Dark matter is the aether of the 21st century. Remember that Aether was inferred by observation before 1905. After, not so much.
Inferred by observation? Inferred or observed? What observations? Didn’t Michelson and Morley falsify the ether in 1887?
Timberwoof, physicists needed Special Relativity (1905) to displace Lorentz Ether theory (189?) which worked around Michelson-Morley.
–bks
p.s. Jason, be careful what you wish for; Dark Matter theory can be viewed as a rejection of strong Materialism.
Who’s a strong materialist, bks? Could you maybe point to one, and the words they said that make you think so?
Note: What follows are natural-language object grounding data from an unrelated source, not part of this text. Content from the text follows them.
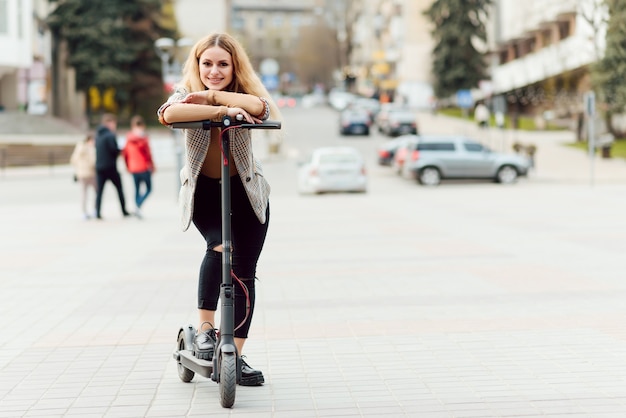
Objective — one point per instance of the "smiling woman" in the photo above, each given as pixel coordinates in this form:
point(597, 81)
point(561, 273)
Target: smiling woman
point(218, 80)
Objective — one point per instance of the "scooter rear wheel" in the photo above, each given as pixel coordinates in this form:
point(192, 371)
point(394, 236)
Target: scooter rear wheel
point(228, 379)
point(184, 373)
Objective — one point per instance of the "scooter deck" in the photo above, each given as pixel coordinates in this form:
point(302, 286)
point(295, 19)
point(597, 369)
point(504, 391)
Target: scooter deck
point(189, 361)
Jason, I’m not accusing anyone of anything. *You* invoked/invited McCarthy who is, or plays in this blog, an anti-Materialist. Dark Matter is fodder for anti-Materialism. No big deal, and I do not have a dog in that fight (the philosophical implications of Physicalism/Materialism are not my strong suit.) Apologies if you thought I was aiming at you. I was just reacting to your comment. It was intended to be humor, but I know that doesn’t always work on the net.
–bks
Depends on the explanatory goal. When friends ask I say it’s matter for which there is evidence via gravitational effects including lensing, but doesn’t give off or reflect radiation.